第14章 【虎杖/コミュ提出物】ヘレボルス


深夜の病棟をうろついていたところをスタッフに保護されたことがあり、その時に出歩いていた理由を頑なに言わなかったのが懸念材料だと資料にも記載がある。


「それで、とりあえず俺たちが調査を任されたんですか」

「ってゆーか、なんでこの病院が急に都市伝説の舞台になってんの?至って普通の病院な気がするけど」


病院の正門をくぐり、入口までの道を歩きながら、悠仁は素朴な疑問を投げかけた。

その隣で、恵は顎に手をあてながら事件の資料を読み込んでいる。


「それについては、伊地知さんが気になって調べたっス。だけど、ネットの世界が広すぎて都市伝説の出どころが掴めなかったんだなーこれが。ビル事故後から噂が広がり始めたのは、少しきな臭いところっス」

「ふーん、伊地知さんが調べても分からないって珍しくない?」

「『私の調査不足です。申し訳ありません』って、風邪ひきながらも連絡くれたっス」

「いや別に謝らなくても……」


悠仁は気遣わしげに眉を寄せた。

伊地知は補助監督として優秀だが、その能力に驕らず、常に謙虚な姿勢を崩さない。それは美徳ではあるが、あまり自分を責める必要はないのではといつも思う。

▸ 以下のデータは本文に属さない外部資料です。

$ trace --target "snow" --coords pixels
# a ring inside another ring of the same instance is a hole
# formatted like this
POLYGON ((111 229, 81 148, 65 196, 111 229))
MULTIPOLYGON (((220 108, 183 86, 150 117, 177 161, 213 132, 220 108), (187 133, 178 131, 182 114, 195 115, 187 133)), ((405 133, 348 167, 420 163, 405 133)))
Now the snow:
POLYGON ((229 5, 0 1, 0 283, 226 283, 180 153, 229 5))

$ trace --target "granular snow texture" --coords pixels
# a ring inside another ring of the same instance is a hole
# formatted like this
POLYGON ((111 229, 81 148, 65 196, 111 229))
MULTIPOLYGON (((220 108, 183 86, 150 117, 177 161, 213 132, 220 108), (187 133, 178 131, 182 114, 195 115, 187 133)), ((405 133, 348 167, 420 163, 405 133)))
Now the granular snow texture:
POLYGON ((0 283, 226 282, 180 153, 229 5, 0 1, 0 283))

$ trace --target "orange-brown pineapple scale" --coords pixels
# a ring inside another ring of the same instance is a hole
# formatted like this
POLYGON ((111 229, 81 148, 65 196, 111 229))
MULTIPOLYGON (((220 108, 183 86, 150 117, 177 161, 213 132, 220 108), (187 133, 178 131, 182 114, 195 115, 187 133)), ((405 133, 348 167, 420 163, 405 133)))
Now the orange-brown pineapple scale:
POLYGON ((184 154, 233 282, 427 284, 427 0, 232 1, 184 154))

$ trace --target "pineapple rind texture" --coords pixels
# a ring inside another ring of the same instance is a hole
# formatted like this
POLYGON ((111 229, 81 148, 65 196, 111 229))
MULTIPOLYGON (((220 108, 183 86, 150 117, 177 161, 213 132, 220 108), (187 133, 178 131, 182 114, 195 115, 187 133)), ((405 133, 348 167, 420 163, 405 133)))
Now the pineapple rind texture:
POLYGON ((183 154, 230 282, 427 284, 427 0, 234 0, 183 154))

そんな会話を繰り広げながら歩いているうちに、全員病院の入口まで辿り着いた。


「じゃあ……私は伊地知さんの代理で書類作成の仕事をしつつ、病院の駐車場に待機してるっス。何か分かったら電話で!」


自動ドアの前で爽やかに全てを丸投げしてくる明を見送り、彼らは病院内に入った。